Отец Аверкий туто уже, в крестовой палате, с княжной да с Аришей о здравии князя молятся,– отозвался боярин Шестак.
– А за княжичем послано ль?
– Оно-то послано, да где его теперь сыщешь? Почитай, с утра поскакал со своим Никиткой лисиц травить.
– То всем ведомо, каких лисиц он травит, – зло ухмыльнулся в рыжую бороду боярин Шестак. По всему Карачеву лисенята с его обличьем бегают!
– Ты помолчал бы, боярин,– не глядя на него, хмуро промолвил Алтухов,– а то сам знаешь, какой у княжича с вами разговор. За то и плетете на него невесть что.
– Да я что? Знамо дело, молодость. Кто в таких годах Богу не грешен?

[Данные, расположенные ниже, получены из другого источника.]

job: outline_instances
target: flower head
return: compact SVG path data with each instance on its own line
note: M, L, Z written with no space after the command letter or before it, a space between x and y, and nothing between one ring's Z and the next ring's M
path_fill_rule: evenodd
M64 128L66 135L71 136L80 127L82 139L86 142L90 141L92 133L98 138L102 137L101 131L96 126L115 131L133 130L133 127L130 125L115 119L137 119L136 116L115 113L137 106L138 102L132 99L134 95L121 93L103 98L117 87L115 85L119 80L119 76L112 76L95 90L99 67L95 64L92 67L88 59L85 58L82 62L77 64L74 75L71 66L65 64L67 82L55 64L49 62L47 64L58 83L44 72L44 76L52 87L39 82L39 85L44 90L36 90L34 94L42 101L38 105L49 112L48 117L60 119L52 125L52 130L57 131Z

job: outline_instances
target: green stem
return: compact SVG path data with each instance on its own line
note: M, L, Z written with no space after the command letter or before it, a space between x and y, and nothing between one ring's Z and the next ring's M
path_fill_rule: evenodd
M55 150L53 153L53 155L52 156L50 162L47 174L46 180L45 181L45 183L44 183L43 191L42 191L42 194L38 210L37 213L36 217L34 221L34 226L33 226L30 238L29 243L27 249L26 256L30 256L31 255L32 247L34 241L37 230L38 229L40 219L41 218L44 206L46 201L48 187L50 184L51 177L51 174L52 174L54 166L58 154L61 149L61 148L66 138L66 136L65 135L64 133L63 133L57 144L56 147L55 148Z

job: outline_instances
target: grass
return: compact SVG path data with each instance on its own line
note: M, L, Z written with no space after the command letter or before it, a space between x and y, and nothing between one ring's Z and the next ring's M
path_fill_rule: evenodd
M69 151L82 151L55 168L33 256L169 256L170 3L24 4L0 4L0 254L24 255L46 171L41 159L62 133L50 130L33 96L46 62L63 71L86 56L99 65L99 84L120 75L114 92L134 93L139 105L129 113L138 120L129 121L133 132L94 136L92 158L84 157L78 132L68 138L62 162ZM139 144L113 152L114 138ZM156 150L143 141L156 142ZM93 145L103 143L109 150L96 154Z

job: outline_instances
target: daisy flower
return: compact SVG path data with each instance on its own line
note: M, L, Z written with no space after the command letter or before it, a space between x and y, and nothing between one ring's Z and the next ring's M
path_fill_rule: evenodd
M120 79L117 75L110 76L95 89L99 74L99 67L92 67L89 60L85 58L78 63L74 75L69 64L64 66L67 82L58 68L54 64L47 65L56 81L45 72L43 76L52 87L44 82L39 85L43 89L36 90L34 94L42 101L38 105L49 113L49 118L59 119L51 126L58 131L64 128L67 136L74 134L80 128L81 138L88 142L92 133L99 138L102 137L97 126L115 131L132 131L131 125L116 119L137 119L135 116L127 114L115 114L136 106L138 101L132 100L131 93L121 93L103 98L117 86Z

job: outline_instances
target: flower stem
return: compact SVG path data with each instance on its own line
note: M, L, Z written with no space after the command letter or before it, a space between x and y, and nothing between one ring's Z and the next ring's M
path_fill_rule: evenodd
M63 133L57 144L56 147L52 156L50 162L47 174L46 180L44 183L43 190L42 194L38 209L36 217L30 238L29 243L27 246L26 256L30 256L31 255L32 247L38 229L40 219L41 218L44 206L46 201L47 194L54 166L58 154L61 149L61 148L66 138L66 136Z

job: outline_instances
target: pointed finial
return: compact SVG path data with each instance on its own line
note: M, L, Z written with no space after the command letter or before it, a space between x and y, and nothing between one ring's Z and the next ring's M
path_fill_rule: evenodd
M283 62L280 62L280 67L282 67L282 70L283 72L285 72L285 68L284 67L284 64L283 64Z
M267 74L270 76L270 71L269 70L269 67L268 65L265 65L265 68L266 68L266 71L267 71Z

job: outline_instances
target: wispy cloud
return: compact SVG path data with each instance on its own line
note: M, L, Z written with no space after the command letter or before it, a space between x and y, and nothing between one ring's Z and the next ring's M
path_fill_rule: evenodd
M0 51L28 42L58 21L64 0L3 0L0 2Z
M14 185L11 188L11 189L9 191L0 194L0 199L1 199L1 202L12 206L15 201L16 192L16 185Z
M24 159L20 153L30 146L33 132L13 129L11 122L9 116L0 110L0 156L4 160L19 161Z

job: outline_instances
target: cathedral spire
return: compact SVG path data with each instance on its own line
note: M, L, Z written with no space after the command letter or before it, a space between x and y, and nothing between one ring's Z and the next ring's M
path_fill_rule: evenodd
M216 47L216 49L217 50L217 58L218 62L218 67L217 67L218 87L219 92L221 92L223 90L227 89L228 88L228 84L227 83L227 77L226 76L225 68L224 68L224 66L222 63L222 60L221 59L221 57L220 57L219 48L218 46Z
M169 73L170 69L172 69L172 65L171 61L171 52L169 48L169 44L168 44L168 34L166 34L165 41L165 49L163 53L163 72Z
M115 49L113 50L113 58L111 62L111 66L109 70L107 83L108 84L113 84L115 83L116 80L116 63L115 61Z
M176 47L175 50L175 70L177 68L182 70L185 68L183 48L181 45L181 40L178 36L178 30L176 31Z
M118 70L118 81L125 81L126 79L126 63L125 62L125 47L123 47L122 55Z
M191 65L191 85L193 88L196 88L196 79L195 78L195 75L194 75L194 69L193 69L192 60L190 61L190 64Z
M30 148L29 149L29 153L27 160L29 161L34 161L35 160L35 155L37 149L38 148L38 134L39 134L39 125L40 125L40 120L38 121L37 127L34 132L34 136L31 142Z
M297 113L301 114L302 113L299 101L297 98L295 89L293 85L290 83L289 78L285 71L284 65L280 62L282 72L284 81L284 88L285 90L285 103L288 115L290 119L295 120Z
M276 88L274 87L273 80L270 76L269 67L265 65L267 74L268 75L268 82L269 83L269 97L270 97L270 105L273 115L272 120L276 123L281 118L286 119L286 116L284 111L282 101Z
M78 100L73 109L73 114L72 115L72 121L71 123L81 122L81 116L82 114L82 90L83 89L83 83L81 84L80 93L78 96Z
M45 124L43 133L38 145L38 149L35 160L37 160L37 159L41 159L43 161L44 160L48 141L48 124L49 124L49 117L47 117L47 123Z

Я это токмо к тому, что ежели надобно Василея Пантелеича борзо сыскать, так послали бы кого в Заречную слободу, до Катаевой усадьбы.
В этот момент входная дверь с шумом распахнулась, и в горницу стремительно вошел высокий и ладный молодец в охотничьих сапогах и в сером, расшитом черными шнурами кафтане. На тонном, серебряном поясе его, спереди висел небольшой, богато изукрашенный черкасский кинжал. От всей фигуры вошедшего веяло силой и удалью. Красивое лицо его, обрамленное темно-каштановой бородкой, было бледно и взволнованно.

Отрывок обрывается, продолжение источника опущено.